Je reproduis ci-dessous le texte original suivi de ma traduction.

 

El otro Padre Francisco. Cuento drolático

 

El jardín del monasterio sonríe, recatado en la penumbra tibia de la tarde otoñal. No es un jardín austero y místico, a la manera del que Walhagried Strabus (el bizco) describe en su Hortulus. En él no crecen las plantas claustrales, de piadoso simbolismo, entre las cuales hay hierbas humildes de jugo tónico o anodino y santa virtud curativa: salvia, ruda, abrótano, hinojo, menta, apio silvestre, agrimonia y betónica; ni las rosas exsangües insinúan su blanca y virginal pudicia. Es más bien un parque pagano, afrodisíaco, poblado de rosas carnales, pinos eréctiles y olorosos laureles, cuya regalada sombra es propicia a la égloga. Los árboles indolentes rozan entre sí las ramas con suave temblor de voluptuosidad bucólica. La hierba, crecida, se rinde blandamente al halago de un viento indolente, cargado con aromas prolíficos, enervantes.

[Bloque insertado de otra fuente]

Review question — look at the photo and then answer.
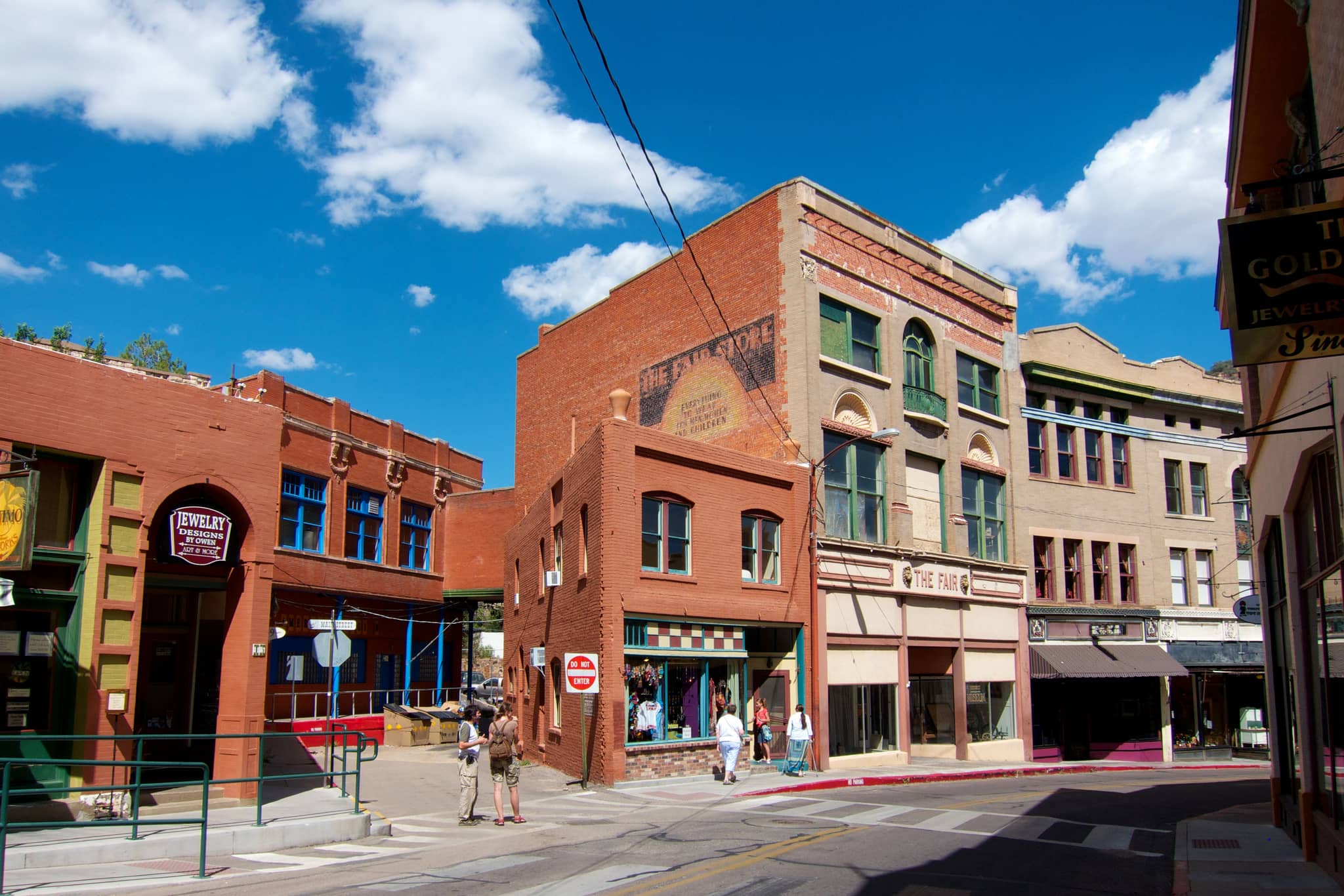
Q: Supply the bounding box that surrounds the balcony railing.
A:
[904,386,948,423]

Junto al tronco rugoso de un pino, que brinda ondulante palio con la expansión de su copa, en el suelo mullido un fraile dormita. Sostiene con la diestra mano, caída sobre el césped, un infolio pergaminoso y mugriento, y apoya la siniestra en el vientre rotundo, que sube y baja a compás. El monje parece pequeño de alzada; es rechoncho, rostro cocido al sol, chata nariz carminosa, henchidos labios sensuales. Muestra, bajo el desorden del hábito talar, la recia musculatura de una pantorrilla, y el pie, no muy aseado, con tosca sandalia de vacarí. Entre los pliegues de la cogulla cenicienta brilla el cráneo, lustrado por la tonsura monacal.

Oyese un susurro discreto de la parte de un portón ojival abierto en el muro del lado de Oriente. Luego, los pesados batientes de nogal oscuro con hierros de forja, giran en los gonces con estridencia. El monje se incorpora, perezoso y lánguido.

– Buenas tardes nos dé Dios, Padre Francisco.

– Siéntate aquí, a mi vera, dulce Juanita.

La aldeana va a sentarse en el prado, cerca del fraile. Es una moza fresca y copiosa, como manjar de prior. Del lino rudo de su jubón blanco surge firme la garganta, en limpio florecer de carne sana. La sonrisa brota entre sus dientes y va a fundirse en el rosa ambarado de los carrillos, que el sol ha melado como los frutos otoñales.

Oleadas rojas flamean en el rostro del monje, el cual se extiende por tierra y lo frota sobre el frescor de la hierba lozana. Cuando atina a erguirse, algunas hierbas y hojas, entre las guedejas hirsutas del cerquillo, lo coronan como a divino pradial. Su boca se dilata en ancha risa de Término lascivo, y en sus ojillos centellea el mismo fuego que debió de abrasar a los místicos sátiros cuando perseguían en las selvas de Jonia a las ninfas, pulcras, incautas e inocentes como palomas.

– ¿Qué ofrenda has traído, Juanita?

La moza presenta dos aves: un gallo y una gallina, que cacarean, aleteando por soltar la cuerda que los traba de las patas.

– El Prior te hubiera agradecido más un azumbre de vino -dijo el monje, arrastrando con pecaminosa deleitación sus ojos por el cuello resbaladizo de la campesina hasta clavarlos, insistentes y perspicaces, en el latir del seno bajo el jubón de nieve.

– Acabóse ya el vino de la anterior cosecha, y tocante al de hogaño, los feudatarios del Conde, nuestro Señor, no han dado cabo todavía a la vendimia. Mírelos el Padre Francisco.

El monje, con torpe tardanza, como rezagándose, retira la vista de los lugares íntimos en que hallaba contentamiento y fruición, para mirar ahora en el derrotero que la moza le señala con el índice de su mano gordezuela y mantecosa.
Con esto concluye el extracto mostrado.